Offaly is tapping into its rich history of innovation with a coordinated development strategy designed to drive the economic growth and cultural vitality of The Faithful County well into the future.

From investment in hiking and biking trails to attract visitors and boost local business, to remote working innovations, STEM-focused education, green energy and big data projects, staff in Offaly’s Local Authority are pulling together to forge a bright future for the county’s 78,000 residents.

“Sustainable economic, social and community development is our vision for Offaly,” Anna Marie Delaney, chief executive at Offaly County Council, said.

“The Local Enterprise Office (LEO) here in Offaly is dedicated to driving entrepreneurship and supporting business in the county.

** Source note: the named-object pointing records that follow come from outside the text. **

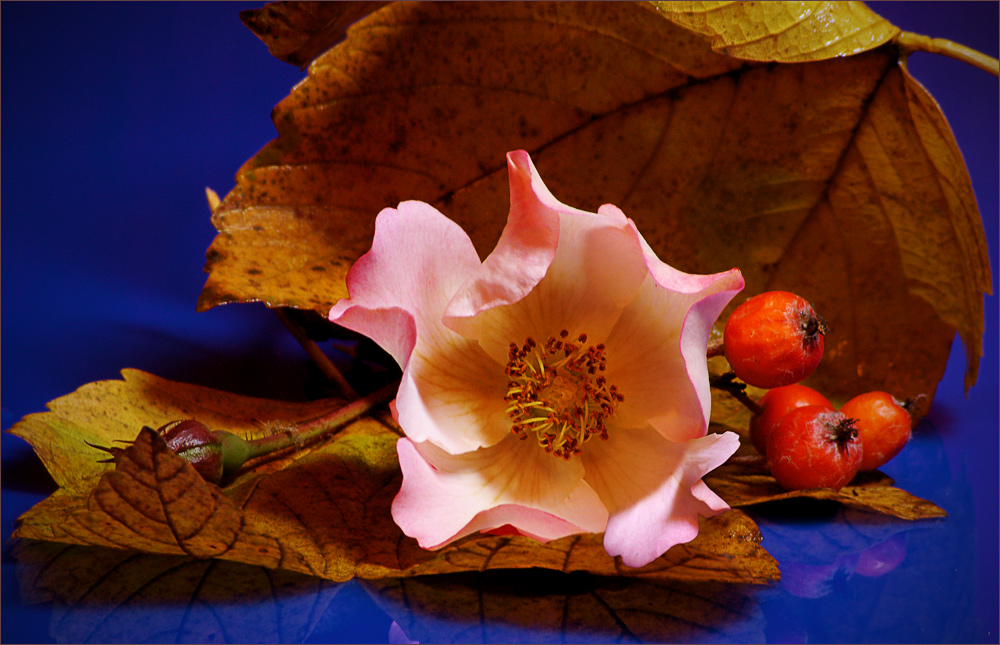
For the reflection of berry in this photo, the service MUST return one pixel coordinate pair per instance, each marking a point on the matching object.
(883, 426)
(814, 447)
(776, 404)
(774, 339)
(882, 558)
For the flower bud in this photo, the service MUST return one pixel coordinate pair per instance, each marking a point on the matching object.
(192, 441)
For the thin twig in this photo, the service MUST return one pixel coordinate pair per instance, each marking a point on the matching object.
(317, 355)
(727, 383)
(909, 43)
(324, 425)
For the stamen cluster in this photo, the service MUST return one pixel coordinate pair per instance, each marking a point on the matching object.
(556, 392)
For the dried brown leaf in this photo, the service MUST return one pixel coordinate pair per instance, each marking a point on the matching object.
(325, 513)
(743, 486)
(809, 177)
(106, 413)
(297, 32)
(523, 606)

“We also have a cross-departmental approach delivering projects that can add economic value and enhance the lives and surroundings of our communities. It’s really about ensuring that we’re maximising opportunities for Offaly,” Delaney said.

Anna Marie Delaney, chief executive, Offaly County Council

“It’s about ensuring that Offaly is an attractive place to live and work in or visit. It’s about place-making and ensuring that we have the necessary infrastructure in place for business and quality of life.”

Offaly County Council achieves these goals through a number of initiatives. “Our economic vision is set out in both our corporate and county development plans and our Local Enterprise Office (LEO) has a key role to play within that,” Delaney said.

“This year, in particular, the LEO here in Offaly has played a key role in providing Covid-related and other supports to businesses across the county spanning a range of business sectors.”

In light of the remote working trend kick-started by the pandemic, Offaly’s proactive strategy in this area means it is well-positioned with a number of co-working hubs already up and running.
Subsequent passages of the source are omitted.